Succesvol praktijkseminar Royal HaskoningDHV, Heineken en Desso over duurzaamheidsprogramma’s.

Hoe en waarom helpt een goed programma de duurzaamheidprestaties van een onderneming structureel verbeteren? Die vraag stond centraal op een praktijkseminar dat Royal HaskoningDHV afgelopen donderdag organiseerde. Naast gastheer Royal HaskoningDHV verzorgden Heineken (Jan Willem Vosmeer over Brewing a Better Future) en Desso (Rudi Daelmans over Cradle2Cradle2020) wervende presentaties over de waarde van een baanbrekend duurzaamheidprogramma.

Royal HaskoningDHV deed afgelopen maanden onderzoek naar het voorkómen van dergelijke duurzaamheidprogramma’s bij bedrijven. Opvallend is immers dat veel bedrijven die goed presteren op duurzaamheid en de waarde die daarin besloten ligt benutten, vaak beschikken over zo’n coherente benadering. Daarbij definieerden we eerst de belangrijkste bouwstenen van een goed duurzaamheidprogramma. Kernachtig samengevat:

  • Een goed programma is opvallend gebrand: het Sustainable Living Plan van Unilever, “KLM takes care” of “Think Blue” van Volkswagen zijn daar sprekende voorbeelden van. Het levert in- en externe herkenning en waardering
  • Inspirerende lange termijn doelen, waarvan concrete jaardoelen kunnen worden afgeleid zijn een onmisbaar element is een programma
  • Een programma geeft focus en richting: onder een overkoepelend programmadoel zijn welgekozen thema’s gedefinieerd, waarvoor themadoelen en samenhangende projecten zijn geformuleerd die bijdragen aan het programmadoel
  • Tenslotte is een goed programma gebaat bij een organisatorische structuur: een stuurgroep, projectgroepen en voldoende eigenaren en coördinerende betrokkenen in de organisatie. Een aanjagende en faciliterende en enkele keer trekkende rol is weggelegd voor de CSR director.

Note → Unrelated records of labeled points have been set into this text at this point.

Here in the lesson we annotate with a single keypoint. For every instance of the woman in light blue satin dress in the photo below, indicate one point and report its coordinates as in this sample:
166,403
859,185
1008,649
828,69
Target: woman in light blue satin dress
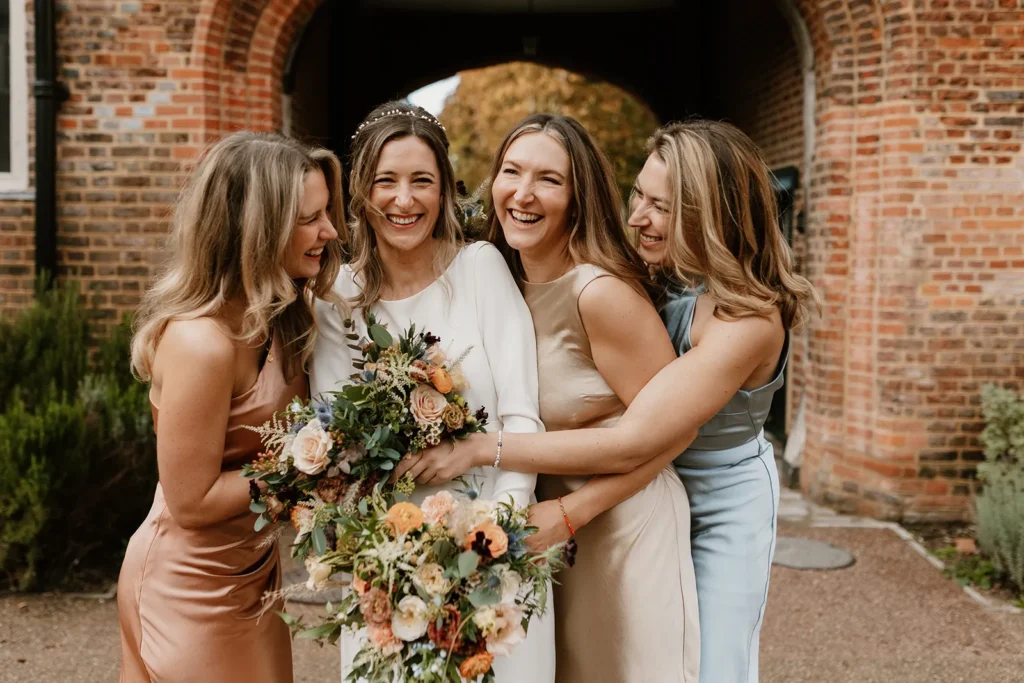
706,212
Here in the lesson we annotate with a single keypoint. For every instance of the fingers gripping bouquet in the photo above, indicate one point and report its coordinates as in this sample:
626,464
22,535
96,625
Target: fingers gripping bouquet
441,589
323,457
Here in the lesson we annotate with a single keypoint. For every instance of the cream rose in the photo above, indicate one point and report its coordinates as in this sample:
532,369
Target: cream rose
511,582
309,447
508,631
430,578
320,573
427,403
411,619
436,508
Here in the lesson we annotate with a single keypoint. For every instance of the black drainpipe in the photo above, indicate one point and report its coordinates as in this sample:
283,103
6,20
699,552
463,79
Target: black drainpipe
49,93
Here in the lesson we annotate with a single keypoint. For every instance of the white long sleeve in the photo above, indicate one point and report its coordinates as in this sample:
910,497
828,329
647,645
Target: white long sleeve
510,344
332,359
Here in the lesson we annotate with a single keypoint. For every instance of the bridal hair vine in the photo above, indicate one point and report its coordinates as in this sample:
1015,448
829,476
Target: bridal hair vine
391,113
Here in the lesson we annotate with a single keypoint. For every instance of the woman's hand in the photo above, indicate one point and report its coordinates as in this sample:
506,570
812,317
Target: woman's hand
437,465
551,527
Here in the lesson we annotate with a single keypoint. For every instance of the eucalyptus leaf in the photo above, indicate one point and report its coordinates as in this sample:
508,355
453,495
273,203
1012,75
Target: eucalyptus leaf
483,596
320,541
381,336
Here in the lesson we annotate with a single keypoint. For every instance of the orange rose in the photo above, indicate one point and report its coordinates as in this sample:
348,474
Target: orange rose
488,540
476,666
440,379
403,517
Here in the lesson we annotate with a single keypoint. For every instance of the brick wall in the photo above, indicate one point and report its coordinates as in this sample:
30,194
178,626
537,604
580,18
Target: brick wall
914,200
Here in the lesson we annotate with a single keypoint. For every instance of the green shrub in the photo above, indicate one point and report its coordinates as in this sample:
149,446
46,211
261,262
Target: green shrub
77,446
1000,504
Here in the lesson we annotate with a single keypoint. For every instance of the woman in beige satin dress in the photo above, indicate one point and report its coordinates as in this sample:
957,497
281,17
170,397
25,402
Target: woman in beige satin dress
223,336
627,612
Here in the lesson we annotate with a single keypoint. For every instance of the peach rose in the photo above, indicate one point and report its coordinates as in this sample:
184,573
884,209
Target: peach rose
403,517
420,372
476,666
454,417
309,447
426,403
384,639
375,606
440,379
488,540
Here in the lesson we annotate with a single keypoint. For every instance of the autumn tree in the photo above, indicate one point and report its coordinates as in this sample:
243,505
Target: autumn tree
488,101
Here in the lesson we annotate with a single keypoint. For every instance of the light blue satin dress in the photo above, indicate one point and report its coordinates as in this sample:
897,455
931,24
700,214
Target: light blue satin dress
730,476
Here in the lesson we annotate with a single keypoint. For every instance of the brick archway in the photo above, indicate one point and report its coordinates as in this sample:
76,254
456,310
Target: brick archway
240,53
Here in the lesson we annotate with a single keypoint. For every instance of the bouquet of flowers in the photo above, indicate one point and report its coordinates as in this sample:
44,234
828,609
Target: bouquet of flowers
324,456
440,589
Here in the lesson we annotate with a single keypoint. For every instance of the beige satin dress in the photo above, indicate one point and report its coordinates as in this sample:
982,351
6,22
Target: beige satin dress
189,600
627,612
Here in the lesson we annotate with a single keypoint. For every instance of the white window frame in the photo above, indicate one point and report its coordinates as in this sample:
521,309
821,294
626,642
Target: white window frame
16,180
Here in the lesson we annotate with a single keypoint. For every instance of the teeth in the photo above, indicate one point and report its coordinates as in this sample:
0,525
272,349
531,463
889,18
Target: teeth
524,217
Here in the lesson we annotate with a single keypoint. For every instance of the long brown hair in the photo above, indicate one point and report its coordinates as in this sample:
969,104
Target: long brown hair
597,229
393,121
230,229
724,219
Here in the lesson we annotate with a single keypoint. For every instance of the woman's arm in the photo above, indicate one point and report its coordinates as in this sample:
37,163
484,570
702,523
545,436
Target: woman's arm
664,417
197,366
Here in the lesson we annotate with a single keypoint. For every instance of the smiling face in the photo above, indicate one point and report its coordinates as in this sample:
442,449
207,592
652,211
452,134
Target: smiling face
312,228
406,196
532,194
651,209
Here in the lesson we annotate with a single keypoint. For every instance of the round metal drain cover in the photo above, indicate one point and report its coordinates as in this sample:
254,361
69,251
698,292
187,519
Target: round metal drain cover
799,553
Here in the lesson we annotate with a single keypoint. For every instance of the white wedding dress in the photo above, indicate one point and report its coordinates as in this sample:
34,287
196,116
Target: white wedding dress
476,306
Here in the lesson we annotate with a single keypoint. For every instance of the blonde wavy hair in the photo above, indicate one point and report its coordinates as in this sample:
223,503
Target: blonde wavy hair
393,121
597,227
229,231
724,219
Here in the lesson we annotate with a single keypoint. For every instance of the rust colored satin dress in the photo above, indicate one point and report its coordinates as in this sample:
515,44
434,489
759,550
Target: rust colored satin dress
189,600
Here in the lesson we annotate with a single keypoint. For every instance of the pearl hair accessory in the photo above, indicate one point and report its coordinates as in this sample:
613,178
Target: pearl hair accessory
391,113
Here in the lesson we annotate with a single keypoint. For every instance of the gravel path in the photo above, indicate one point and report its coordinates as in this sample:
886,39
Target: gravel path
890,617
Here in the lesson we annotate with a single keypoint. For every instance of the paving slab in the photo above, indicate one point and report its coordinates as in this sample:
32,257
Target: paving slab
891,617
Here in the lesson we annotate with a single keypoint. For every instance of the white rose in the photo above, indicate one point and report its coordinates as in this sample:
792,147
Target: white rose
430,578
511,583
320,572
309,447
508,631
485,620
410,620
426,403
470,514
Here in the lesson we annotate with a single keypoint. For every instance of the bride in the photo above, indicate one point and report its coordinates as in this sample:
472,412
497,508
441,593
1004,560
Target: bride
411,264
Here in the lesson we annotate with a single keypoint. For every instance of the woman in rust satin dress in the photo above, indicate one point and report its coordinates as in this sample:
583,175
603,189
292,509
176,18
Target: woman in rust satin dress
223,336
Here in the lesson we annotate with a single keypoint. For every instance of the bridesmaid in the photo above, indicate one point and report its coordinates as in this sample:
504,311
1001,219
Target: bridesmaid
707,214
628,611
223,336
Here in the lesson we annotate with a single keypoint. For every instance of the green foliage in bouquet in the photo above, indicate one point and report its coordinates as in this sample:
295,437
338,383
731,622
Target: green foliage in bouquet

Van 65 onderzochte beursgenoteerde ondernemingen, bleek slechts een kleine 10% te rapporteren over de aanwezigheid van een dergelijk overkoepelend programma.  Tegelijkertijd gaf 80% aan wel over één of meer van de genoemde bouwstenen te beschikken. 30% noemt (een vorm van) lange termijn doelstellingen hoewel deze heel verschillend geformuleerd zijn. Opvallend is dus dat 30% zegt op lange termijn iets te willen bereiken, maar slechts ongeveer één derde daarvan aangeeft daar coherent op te sturen.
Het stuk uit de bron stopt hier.